The State council directive requires monthly testing for COVID-19 in all of the country's agricultural markets.
Tests will be conducted on the markets' equipment, employees, refrigerators containing seafood and meat, the sewer system and the surrounding air. 
After incessant outbreaks at Wuhan's Huanan Seafood Market, in late December and early January, Beijing's Xinfadi Wholesale Food Market in June, and at a seafood importer in Dalian in July, some Chinese epidemiologists suggest the markets could be havens for the coronavirus.
The humid and low-temperature environments at food markets are conducive to the survival and spread of the coronavirus, said Wu Zunyou, chief epidemiologist of the Chinese Center for Disease Control and Prevention.
Wherever there is contamination, the highly contagious virus can easily multiple and spread to humans, who contact the virus inadvertently, Wu said. 

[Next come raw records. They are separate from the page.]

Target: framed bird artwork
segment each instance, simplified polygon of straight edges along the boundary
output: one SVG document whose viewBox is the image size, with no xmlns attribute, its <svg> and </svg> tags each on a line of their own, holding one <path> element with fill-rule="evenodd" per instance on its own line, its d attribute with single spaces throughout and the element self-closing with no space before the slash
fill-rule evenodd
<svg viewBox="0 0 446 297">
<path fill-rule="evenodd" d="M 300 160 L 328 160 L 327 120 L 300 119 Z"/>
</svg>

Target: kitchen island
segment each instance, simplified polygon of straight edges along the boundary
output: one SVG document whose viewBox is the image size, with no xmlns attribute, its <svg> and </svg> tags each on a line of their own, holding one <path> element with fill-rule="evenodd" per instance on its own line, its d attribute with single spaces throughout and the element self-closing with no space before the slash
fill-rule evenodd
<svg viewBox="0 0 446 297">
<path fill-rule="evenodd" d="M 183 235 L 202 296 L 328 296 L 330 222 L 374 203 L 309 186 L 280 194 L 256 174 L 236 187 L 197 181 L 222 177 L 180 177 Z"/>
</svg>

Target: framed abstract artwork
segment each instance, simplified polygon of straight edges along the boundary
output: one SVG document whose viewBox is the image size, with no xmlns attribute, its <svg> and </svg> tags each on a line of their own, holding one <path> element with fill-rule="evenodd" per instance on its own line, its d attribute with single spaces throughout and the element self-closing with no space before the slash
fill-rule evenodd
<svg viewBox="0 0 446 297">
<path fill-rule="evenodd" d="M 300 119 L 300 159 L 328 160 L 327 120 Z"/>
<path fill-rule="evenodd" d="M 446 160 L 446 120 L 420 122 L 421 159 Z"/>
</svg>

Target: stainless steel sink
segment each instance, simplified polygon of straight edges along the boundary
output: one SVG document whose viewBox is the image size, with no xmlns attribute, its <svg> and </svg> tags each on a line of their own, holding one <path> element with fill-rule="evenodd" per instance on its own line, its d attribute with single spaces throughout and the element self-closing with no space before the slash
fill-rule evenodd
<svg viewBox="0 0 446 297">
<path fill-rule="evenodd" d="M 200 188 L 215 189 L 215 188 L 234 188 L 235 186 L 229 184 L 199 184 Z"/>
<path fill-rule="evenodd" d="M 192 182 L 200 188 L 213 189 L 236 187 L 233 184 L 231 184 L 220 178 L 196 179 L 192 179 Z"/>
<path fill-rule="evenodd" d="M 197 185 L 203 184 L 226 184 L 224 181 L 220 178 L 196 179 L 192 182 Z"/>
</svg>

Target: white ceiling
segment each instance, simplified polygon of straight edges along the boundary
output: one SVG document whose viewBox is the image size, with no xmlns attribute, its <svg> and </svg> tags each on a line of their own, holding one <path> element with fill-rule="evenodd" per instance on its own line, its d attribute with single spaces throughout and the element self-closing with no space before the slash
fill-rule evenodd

An experiment carried out in Beijing's Xinfadi food market, in which a fluorescent powder was used to simulate the virus, showed that if the environment was contaminated, the virus could infect people through aerosols, Wu said. 
Workers there would then pollute the environment after becoming infected, forming a mixed transmission cluster, he said.
However, Wu said the regional epidemic in Dalian has no specific connection with the outbreak in Beijing, adding that outbreak in Dalian was likely caused by contaminated imported seafood.